30.7 C
Tarakan
Friday, March 24, 2023

Karang Anyar Zona Merah

HUJAN yang terjadi beberapa minggu ini membuat sejumlah titik di beberapa daerah terjadinya musibah. Tak hanya banjir tetapi juga bencana tanah longsor, yang merusak tempat tinggal beberapa warga, termasuk di Kelurahan Karang Anyar, Tarakan Barat.

Lurah Karang Anyar, Indrayadi Purnama Saputra menjelaskan awal 2019 ini sudah tercatat 16 titik bencana longsor di Kelurahan Karang Anyar, yang menimpa rumah warganya.

Sebetulnya tak hanya saat musim penghujan saja pihaknya mengantisipasi bencana alam seperti banjir dan tanah longsor. Tetapi juga memberikan imbauan rutin kerja bakti dan menjaga kebersihan drainase.

“Tanpa adanya kejadian seperti itu (banjir dan longsor), mereka rutin kerja bakti terutama bersihkan drainase. Meskipun tidak menyeluruh, tapi biasanya masing-masing RT kerja bakti,” terangnya saat ditemui di ruang kerjanya, Kamis (4/4).

Sementara ini tak ada upaya lain selain mengimbau dan turut serta gotong royong membersihkan drainase. Paling tidak dari masyarakat sendiri sadar dan peduli dengan lingkungan untuk meminimalisir debit air.

Di beberapa lingkungan RT pun mulai menerapkan membenahi lingkungan semampu mungkin. Maklum, menunggu perbaikan-perbaikan dari pemerintah mekanismenya butuh proses. “Biasa kita menunggu informasi dari RT ini jadwalkan kerja bakti, jadi kita turun bersama-sama. Imbauan seperti itu yang bisa kita lakukan. Alhamdulillah kita sudah mulai ubah mindset masyarakat, jadi tidak hanya berpangku tangan sama pemerintah,” jelasnya.

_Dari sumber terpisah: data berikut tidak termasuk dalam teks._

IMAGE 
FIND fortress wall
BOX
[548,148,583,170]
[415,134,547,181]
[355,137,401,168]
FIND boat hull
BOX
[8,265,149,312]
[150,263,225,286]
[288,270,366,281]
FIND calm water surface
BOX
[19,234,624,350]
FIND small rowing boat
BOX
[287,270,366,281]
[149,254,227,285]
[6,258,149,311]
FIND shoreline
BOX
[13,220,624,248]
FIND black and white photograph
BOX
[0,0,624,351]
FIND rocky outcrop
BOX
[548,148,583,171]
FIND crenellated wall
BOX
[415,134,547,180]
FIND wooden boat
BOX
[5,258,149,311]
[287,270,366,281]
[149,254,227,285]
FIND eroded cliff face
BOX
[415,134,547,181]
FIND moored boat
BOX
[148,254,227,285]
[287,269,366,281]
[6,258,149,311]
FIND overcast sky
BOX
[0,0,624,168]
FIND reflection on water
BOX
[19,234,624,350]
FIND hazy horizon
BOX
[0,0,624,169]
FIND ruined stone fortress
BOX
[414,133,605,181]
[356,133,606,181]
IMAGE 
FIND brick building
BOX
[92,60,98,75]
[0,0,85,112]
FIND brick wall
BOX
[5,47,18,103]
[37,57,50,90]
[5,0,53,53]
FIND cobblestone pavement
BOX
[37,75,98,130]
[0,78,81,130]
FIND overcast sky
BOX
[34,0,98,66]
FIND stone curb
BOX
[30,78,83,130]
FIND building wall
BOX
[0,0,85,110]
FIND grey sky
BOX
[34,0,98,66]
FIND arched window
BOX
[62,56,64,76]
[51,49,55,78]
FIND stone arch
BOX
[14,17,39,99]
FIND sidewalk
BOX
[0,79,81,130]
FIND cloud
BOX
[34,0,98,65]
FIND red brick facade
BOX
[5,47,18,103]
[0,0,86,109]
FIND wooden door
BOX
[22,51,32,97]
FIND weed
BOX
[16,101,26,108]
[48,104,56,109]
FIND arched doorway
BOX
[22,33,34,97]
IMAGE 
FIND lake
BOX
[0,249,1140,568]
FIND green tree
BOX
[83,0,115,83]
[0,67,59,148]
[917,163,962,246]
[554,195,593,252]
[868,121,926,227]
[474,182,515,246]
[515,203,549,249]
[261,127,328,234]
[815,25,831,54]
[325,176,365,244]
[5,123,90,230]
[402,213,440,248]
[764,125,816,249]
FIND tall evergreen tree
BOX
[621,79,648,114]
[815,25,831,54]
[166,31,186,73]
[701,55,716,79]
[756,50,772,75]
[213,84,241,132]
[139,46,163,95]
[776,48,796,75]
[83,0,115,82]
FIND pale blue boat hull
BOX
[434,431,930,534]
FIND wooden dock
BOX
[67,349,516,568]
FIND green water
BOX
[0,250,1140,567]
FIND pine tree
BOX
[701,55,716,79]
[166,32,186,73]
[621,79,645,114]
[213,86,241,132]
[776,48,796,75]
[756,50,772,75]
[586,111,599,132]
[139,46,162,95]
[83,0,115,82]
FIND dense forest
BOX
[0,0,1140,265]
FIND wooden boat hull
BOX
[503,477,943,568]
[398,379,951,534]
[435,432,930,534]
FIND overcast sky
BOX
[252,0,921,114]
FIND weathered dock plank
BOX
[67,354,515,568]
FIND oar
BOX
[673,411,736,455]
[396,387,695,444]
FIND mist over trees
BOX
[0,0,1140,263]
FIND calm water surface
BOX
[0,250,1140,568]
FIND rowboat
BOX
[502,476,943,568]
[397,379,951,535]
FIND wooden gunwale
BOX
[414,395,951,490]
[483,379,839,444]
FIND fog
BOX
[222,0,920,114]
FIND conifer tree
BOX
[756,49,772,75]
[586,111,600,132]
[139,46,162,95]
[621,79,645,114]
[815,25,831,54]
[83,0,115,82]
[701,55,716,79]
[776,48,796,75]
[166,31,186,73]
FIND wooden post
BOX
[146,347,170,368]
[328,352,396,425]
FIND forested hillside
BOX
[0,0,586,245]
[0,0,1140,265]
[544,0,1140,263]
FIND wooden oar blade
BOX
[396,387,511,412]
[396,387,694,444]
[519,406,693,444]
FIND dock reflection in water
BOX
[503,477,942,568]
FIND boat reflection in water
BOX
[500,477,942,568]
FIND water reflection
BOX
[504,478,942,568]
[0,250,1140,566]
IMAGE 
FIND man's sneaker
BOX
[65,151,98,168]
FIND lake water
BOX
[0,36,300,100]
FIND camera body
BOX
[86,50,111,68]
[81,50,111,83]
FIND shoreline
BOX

Jika banjir dapat dieliminasi dengan rutin kerja bakti membersihkan drainase, bagaimana dengan bencana tanah longsor? Beberapa minggu ini bencana alam yang menimpa beberapa titik rumah warga di Kelurahan Karang Anyar ini.

Ia mengaku bencana tanah longsor maupun banjir merupakan bencana alam. Khusus warganya yang bertempat tinggal di titik-titik rawan longsor, pun sudah diimbau sebelumnya.

Dengan pertimbangan kondisi tanah, sebenarnya warga tidak diberi izin mendirikan rumah di daerah curam atau tebing ini. Namun apa daya, meski sudah diimbau, masyarakat tetap ingin mendirikan rumah di tanah tersebut.

Bagaimana tidak, sesuai dengan kemampuan perekonomian warga hanya tanah di daerah tersebut yang mampu dibeli. Itu pun sudah bertahun-tahun tinggal di daerah tersebut.

“Kalau longsor, secara teknis kita tidak bisa berbicara soal itu. Kita tanya ketua RT kenapa diizinkan mendirikan rumah di situ. Tapi katanya meski tidak diberikan izin, warga tetap membangun karena memang sanggupnya membangun di situ. Kalau ada uang mereka tidak mungkin beli tanah di situ. Bahasanya begitu, jadi kita tidak bisa setting hal-hal yang begitu,” katanya.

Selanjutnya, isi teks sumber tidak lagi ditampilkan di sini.